Entscheidungsstichwort (Thema)

Entnahme infolge Teilung eines Grundstücks nach § 8 WEG

 

Leitsatz (NV)

Wird ein zum notwendigen Betriebsvermögen gehörendes Gebäude, das teils eigenbetrieblich, teils fremdbetrieblich, teils zu Wohnzwecken durch Vermietung und Verpachtung oder Eigengebrauch genutzt wird, durch Teilungserklärung nach § 8 WEG in Miteigentumsanteile aufgeteilt, wird die eigenen Wohnzwecken dienende Eigentumswohnung zwangsläufig notwendiges Privatvermögen.

 

Normenkette

EStG § 4 Abs. 1 S. 2

 

Tatbestand

Die Kläger und Revisionskläger (Kläger) werden zusammen zur Einkommensteuer veranlagt. Der Kläger war im Streitjahr (1985) gewerblich tätig. Zum Betriebsvermögen seines Unternehmens gehörten zwei nach Abschn. 14 Abs. 4 der Einkommensteuer-Richtlinien (EStR) 1984 und früher in vollem Umfang bilanzierte, zusammenliegende bebaute Grundstücke, auf denen sich das Ladenlokal und sonstige Betriebsräume des Unternehmens, zwei vermietete Ladenlokale, eine von den Klägern bewohnte Wohnung sowie mehrere fremdvermietete Wohnungen, Appartements und Zimmer befanden.

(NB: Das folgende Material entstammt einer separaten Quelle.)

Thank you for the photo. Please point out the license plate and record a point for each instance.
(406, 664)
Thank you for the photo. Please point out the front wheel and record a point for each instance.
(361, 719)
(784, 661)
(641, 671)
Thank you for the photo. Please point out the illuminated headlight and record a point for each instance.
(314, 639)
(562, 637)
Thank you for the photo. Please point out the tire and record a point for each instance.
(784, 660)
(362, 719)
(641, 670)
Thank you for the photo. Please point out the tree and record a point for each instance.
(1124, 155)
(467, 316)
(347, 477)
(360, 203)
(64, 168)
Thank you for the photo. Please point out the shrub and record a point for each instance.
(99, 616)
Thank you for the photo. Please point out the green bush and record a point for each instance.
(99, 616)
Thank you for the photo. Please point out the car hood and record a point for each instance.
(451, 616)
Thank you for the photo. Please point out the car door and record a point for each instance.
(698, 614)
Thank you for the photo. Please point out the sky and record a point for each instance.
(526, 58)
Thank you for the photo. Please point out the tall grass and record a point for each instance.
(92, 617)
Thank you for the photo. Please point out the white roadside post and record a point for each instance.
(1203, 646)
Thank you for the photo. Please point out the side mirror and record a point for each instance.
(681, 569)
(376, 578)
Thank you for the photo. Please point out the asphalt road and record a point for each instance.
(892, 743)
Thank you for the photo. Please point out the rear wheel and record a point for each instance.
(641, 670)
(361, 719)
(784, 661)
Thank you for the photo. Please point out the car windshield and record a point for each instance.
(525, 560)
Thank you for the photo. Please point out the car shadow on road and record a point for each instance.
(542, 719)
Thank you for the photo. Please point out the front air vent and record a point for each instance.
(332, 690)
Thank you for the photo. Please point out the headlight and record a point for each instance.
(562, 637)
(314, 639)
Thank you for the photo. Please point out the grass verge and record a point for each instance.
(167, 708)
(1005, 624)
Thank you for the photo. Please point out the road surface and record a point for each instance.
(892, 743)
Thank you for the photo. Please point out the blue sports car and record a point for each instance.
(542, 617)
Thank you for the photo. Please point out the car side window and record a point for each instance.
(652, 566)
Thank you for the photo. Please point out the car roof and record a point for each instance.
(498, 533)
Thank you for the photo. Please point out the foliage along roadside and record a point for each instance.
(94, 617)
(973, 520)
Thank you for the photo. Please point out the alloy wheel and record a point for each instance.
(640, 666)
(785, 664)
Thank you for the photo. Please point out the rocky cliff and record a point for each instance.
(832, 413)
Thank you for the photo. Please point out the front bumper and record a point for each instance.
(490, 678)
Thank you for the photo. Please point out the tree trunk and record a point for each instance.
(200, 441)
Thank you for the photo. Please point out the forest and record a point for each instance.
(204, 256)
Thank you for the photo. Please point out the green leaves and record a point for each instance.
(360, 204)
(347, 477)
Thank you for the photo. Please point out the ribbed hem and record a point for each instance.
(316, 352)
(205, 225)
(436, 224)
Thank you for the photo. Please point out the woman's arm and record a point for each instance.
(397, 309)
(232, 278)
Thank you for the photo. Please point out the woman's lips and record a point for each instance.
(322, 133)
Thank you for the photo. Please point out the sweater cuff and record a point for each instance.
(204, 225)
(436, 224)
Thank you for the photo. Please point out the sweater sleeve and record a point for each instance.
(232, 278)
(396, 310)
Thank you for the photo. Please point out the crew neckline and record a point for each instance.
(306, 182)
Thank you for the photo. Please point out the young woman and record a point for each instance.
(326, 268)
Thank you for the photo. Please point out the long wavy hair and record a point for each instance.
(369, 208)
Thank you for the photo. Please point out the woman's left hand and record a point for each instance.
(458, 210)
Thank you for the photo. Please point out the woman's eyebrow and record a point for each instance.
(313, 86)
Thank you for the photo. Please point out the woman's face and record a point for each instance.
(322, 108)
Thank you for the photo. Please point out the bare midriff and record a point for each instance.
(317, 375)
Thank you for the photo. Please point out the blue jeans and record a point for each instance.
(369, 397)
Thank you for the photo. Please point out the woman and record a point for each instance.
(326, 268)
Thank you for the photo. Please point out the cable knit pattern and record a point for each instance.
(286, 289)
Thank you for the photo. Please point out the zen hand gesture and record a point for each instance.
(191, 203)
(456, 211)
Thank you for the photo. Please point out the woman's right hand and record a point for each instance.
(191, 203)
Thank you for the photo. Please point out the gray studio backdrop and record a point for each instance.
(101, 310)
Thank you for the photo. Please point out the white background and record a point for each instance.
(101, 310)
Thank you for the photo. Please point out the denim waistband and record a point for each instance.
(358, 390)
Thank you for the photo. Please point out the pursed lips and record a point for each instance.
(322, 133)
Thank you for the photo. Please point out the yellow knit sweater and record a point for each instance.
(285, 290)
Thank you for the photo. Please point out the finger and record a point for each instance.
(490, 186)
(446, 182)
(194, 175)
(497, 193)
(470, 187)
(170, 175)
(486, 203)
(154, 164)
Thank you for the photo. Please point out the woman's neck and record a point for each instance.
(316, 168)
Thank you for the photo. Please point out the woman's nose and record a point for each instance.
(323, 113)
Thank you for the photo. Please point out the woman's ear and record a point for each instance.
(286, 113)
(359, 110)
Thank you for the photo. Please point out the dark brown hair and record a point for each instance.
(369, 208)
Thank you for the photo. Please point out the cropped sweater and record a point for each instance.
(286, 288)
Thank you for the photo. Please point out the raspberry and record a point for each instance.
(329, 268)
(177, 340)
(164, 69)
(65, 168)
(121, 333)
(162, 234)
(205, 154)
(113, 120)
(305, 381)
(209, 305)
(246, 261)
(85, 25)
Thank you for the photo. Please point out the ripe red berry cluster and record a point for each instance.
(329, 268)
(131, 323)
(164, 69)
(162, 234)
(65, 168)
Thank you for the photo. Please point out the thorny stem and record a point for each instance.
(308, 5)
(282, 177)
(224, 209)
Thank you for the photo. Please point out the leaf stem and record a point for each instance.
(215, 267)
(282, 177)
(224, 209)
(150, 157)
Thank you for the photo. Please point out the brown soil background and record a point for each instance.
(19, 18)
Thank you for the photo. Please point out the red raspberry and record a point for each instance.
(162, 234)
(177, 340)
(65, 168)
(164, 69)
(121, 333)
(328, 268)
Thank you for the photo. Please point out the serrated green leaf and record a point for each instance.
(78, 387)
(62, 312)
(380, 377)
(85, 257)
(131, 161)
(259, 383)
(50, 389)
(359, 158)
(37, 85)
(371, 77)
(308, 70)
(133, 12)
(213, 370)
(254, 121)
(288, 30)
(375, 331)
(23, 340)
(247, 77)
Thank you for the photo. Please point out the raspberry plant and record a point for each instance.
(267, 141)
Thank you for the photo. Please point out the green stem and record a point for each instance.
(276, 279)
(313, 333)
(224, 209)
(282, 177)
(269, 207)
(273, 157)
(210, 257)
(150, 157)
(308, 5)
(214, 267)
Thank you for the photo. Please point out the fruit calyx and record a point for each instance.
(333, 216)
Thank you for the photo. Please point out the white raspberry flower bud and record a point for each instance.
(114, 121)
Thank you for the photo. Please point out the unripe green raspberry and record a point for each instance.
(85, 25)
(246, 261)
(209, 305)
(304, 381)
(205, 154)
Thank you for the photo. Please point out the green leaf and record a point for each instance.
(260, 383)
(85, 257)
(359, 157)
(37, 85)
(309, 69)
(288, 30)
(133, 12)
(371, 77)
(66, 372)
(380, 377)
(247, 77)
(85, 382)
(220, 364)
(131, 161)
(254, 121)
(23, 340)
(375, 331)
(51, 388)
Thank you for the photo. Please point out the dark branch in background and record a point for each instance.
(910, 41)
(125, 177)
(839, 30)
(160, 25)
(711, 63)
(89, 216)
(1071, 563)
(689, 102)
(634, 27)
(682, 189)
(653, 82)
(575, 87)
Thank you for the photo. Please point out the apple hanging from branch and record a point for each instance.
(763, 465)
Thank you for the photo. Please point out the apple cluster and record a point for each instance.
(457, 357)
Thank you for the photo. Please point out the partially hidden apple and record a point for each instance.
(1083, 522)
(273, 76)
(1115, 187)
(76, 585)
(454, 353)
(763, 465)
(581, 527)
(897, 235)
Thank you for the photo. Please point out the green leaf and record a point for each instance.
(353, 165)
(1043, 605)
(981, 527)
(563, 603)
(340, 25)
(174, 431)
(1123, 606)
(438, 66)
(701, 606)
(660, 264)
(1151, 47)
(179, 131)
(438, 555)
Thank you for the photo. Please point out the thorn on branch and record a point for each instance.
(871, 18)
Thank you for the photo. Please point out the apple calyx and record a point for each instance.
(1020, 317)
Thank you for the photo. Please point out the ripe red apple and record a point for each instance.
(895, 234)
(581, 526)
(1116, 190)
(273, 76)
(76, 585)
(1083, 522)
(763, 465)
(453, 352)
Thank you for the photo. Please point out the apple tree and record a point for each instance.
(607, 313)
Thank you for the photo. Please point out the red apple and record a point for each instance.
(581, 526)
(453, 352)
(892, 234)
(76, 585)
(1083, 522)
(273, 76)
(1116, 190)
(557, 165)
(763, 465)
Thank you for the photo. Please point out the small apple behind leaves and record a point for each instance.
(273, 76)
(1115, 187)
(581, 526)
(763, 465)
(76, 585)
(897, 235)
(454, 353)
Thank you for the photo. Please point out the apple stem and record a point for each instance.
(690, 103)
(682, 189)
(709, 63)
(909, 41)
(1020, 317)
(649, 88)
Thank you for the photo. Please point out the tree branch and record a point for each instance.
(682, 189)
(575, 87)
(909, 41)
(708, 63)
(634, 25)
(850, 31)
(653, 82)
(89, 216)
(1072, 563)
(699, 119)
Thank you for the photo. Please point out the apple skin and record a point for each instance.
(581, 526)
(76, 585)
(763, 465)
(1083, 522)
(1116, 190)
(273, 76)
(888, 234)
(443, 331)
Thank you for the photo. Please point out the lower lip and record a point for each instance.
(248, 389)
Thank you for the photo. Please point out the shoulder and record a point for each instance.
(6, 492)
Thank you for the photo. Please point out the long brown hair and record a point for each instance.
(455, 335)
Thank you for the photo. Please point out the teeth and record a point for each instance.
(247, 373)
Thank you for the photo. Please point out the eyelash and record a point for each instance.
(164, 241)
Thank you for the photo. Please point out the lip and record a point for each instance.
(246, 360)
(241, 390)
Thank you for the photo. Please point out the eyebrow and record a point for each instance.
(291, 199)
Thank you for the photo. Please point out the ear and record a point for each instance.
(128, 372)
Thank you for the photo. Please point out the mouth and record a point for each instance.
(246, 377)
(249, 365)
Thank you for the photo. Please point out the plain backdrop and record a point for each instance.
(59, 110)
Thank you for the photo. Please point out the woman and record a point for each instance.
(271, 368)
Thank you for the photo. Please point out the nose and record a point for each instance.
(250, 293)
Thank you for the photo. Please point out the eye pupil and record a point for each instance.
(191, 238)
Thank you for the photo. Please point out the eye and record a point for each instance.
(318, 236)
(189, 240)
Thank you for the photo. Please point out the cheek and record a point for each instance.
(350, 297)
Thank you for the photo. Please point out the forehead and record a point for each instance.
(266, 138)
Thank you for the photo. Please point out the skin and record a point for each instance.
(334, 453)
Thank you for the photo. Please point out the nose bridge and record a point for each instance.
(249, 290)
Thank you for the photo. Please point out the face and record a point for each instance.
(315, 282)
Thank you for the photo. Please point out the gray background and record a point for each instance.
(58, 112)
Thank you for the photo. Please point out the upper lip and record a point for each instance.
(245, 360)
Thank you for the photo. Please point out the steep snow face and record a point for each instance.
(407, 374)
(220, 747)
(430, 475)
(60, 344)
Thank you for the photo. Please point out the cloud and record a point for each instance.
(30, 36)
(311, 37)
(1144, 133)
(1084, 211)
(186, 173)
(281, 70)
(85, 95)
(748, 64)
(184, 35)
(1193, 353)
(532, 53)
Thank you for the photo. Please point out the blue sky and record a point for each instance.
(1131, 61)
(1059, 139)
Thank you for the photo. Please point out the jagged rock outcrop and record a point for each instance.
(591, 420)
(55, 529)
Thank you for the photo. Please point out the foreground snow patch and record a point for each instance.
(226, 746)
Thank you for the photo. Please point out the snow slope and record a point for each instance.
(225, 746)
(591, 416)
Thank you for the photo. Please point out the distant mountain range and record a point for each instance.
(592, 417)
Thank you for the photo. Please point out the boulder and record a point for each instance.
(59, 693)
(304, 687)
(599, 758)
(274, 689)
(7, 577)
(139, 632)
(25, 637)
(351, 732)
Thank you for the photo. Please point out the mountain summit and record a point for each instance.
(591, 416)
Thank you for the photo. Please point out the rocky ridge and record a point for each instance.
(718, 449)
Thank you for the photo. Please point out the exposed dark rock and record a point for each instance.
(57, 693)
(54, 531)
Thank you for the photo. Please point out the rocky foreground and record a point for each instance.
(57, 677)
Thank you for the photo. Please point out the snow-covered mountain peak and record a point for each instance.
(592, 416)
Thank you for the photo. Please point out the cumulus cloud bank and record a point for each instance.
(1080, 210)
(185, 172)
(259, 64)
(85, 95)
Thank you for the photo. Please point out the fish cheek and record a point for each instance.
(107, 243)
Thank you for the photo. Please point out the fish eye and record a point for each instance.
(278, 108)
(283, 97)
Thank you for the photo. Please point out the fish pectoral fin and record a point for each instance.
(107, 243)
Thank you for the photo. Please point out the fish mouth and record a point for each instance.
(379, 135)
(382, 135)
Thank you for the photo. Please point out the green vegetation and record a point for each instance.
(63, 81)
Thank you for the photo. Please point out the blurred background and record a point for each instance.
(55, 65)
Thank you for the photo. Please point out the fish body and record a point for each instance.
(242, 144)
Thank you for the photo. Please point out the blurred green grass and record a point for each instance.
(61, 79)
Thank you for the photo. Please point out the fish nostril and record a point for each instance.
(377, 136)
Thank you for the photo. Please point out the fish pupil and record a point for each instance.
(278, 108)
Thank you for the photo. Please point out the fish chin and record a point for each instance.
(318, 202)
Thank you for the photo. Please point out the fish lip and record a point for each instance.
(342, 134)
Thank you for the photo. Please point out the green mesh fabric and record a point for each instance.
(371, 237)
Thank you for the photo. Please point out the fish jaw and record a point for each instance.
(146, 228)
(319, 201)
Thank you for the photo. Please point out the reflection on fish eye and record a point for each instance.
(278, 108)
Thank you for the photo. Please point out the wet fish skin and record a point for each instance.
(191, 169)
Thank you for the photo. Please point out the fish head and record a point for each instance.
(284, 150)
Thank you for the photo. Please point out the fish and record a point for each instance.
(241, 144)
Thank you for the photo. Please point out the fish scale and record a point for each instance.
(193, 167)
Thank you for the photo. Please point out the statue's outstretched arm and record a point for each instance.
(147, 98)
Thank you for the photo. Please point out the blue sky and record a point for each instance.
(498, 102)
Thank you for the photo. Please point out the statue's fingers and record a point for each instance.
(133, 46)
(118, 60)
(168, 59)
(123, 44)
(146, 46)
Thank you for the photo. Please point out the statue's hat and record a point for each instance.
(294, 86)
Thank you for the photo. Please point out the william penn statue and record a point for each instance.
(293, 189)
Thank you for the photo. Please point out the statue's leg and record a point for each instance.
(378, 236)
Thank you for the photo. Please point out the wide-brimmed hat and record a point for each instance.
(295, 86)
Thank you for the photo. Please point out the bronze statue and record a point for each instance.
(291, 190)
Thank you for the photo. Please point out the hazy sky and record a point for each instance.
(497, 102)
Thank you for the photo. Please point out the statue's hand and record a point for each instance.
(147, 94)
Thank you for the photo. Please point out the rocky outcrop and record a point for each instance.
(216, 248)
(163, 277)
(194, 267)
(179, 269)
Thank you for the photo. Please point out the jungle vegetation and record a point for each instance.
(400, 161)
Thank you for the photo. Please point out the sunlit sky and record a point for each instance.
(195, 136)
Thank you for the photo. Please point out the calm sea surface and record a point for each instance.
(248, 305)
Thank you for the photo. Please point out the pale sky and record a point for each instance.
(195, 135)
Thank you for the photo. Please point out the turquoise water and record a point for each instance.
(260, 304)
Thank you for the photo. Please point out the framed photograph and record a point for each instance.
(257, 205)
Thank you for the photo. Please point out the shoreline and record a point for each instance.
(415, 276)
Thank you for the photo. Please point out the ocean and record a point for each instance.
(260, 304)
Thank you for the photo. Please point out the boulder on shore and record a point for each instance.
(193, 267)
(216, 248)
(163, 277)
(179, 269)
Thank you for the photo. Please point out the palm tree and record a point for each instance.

Mit notariellem Vertrag vom 7. Februar 1985 teilte der Kläger das Eigentum an den beiden Grundstücken nach § 8 des Wohnungseigentumsgesetzes (WEG) in zwölf Miteigentumsanteile auf, die jeweils mit Sondereigentum an ausgewiesenen gewerblichen bzw. zu Wohnzwecken genutzten Teilen verbunden sind. Eine der so entstandenen Eigentumswohnungen wurde von den Klägern weiterhin zu Wohnzwecken selbst genutzt. Verkäufe erfolgten vorerst nicht. Der Kläger bilanzierte die Grundstücke weiterhin als Betriebsvermögen.

Im Anschluß an eine Außenprüfung vertrat der Beklagte und Revisionsbeklagte (das Finanzamt - FA -) die Auffassung, die Teilung nach dem WEG führe im Hinblick auf die selbstgenutzte Wohnung zu einer Entnahme, und setzte den Entnahmewert mit ... DM an. Der gegen den gemäß § 164 Abs. 2 der Abgabenordnung (AO 1977) geänderten Einkommensteuerbescheid gerichtete Einspruch blieb erfolglos.

Das Finanzgericht (FG) wies die Klage ab. Es führte zur Begründung im wesentlichen folgendes aus: Die Teilung der Betriebsgrundstücke in Miteigentumsanteile sei hinsichtlich der selbstgenutzten Wohnung der Kläger als Entnahmehandlung zu werten. Denn darin komme unmißverständlich der klägerische Wille zum Ausdruck, diese Wohnung nicht mehr zu betrieblichen Zwecken, sondern allein zur Erzielung von Einkünften aus Vermietung und Verpachtung nach § 21 des Einkommensteuergesetzes (EStG) in der für das Streitjahr geltenden Fassung einzusetzen. Es handele sich hierbei um einen äußerlich erkennbaren Akt, durch den die Verbindung der Wohnung zum Betrieb des Klägers gelöst worden sei.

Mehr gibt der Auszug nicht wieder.